Capannori Popolare sulla crisi industriale di Relife Recycling
Per Capannori Popolare, composta da forze politiche da sempre
impegnate sui temi del lavoro, è uno scenario visto tante volte negli
ultimi anni.
Si tratta di una "riorganizzazione" e come si sa grazie
alla "guerra al lavoro" combattuta da governi di destra e centrosinistra
negli ultimi 30 anni, dal Pacchetto Treu al Jobs Act, è possibile
licenziare a seguito di ristrutturazioni aziendali.
Quasi
azzerati gli ammortizzatori sociali le prospettive per i lavoratori sono
ben note: eventuali fabbisogni di personale nelle società appaltante e
appaltatrice (chissà con quali distanze e spese da affrontare),
appelli agli enti locali e alle loro partecipate, Naspi cioè niente.
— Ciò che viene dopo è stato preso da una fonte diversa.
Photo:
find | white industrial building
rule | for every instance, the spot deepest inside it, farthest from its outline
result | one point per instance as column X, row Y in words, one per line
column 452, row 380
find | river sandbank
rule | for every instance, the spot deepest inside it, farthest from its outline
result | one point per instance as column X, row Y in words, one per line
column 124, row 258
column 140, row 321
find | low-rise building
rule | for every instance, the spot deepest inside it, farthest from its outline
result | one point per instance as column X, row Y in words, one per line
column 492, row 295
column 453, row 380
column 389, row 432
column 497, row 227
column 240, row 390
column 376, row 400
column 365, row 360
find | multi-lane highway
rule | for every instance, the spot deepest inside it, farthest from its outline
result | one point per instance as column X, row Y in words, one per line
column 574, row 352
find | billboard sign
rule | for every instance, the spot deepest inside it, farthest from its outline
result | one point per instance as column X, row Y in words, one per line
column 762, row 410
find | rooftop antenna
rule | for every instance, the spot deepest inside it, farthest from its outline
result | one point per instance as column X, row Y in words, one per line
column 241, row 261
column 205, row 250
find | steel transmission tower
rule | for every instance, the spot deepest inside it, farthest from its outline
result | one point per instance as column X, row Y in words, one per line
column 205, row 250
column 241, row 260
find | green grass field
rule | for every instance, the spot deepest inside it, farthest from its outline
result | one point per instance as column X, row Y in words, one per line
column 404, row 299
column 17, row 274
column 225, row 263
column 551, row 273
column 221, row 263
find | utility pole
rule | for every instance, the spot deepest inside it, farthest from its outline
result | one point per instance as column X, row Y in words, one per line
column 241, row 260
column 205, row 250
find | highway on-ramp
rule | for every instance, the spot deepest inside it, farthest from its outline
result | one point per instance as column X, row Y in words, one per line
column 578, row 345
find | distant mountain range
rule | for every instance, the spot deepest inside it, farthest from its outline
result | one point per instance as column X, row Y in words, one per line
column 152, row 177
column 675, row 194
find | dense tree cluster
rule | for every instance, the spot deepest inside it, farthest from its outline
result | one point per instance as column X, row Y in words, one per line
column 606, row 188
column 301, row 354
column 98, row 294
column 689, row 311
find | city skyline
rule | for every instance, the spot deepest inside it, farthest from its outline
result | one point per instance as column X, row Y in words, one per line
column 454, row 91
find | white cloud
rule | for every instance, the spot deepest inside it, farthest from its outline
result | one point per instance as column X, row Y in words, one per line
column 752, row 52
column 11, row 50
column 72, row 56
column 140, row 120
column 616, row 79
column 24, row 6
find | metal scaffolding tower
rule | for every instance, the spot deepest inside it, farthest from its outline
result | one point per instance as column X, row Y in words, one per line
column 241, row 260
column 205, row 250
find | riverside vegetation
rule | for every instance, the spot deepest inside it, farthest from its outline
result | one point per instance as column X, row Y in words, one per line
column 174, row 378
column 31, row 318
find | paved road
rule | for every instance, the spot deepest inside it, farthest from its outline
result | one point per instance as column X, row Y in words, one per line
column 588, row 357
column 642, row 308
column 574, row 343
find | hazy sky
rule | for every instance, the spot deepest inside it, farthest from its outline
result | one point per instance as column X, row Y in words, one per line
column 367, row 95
In
pratica i lavoratori devono arrangiarsi e sperare nelle occasioni
offerte dall'onnipotente dio Mercato.
Il luogo è
delicato per il territorio cioè Salanetti dove, fino al 31 dicembre,
verranno convogliati i rifiuti da lavorare e dove dovrebbe sorgere
l'impianto di riciclo di prodotti assorbenti per l’igiene della persona
per il quale la Regione ha da poco concesso 90 giorni a Retiambiente Spa
per rispondere alle perplessità degli enti. Dubbi sui quali cala questa
"riorganizzazione". Ancora una volta si risparmia sul costo del lavoro e
spesso questo si accompagna a impatti più pesanti per l'ambiente: quale
futuro si prospetta per il sito? Allo spostamento della linea del
"multimateriale leggero" ne seguiranno altri? È opportuno che lavoratori
e territori dipendano da politiche aziendali e non da politiche
condivise di sviluppo?
Politiche del lavoro,
industriali e di gestione del territorio: tutto in questa crisi chiede
visione e progettualità cioè più presenza alla politica come Capannori
Popolare sostiene. Le crisi, si sa, sono anche opportunità ma servono
reali e permanenti servizi di "pronto intervento" o "pronto dottore" che
comprendano tutte le componenti e mirino non al profitto di pochi ma al
sostegno e al benessere del territorio e dei suoi abitanti.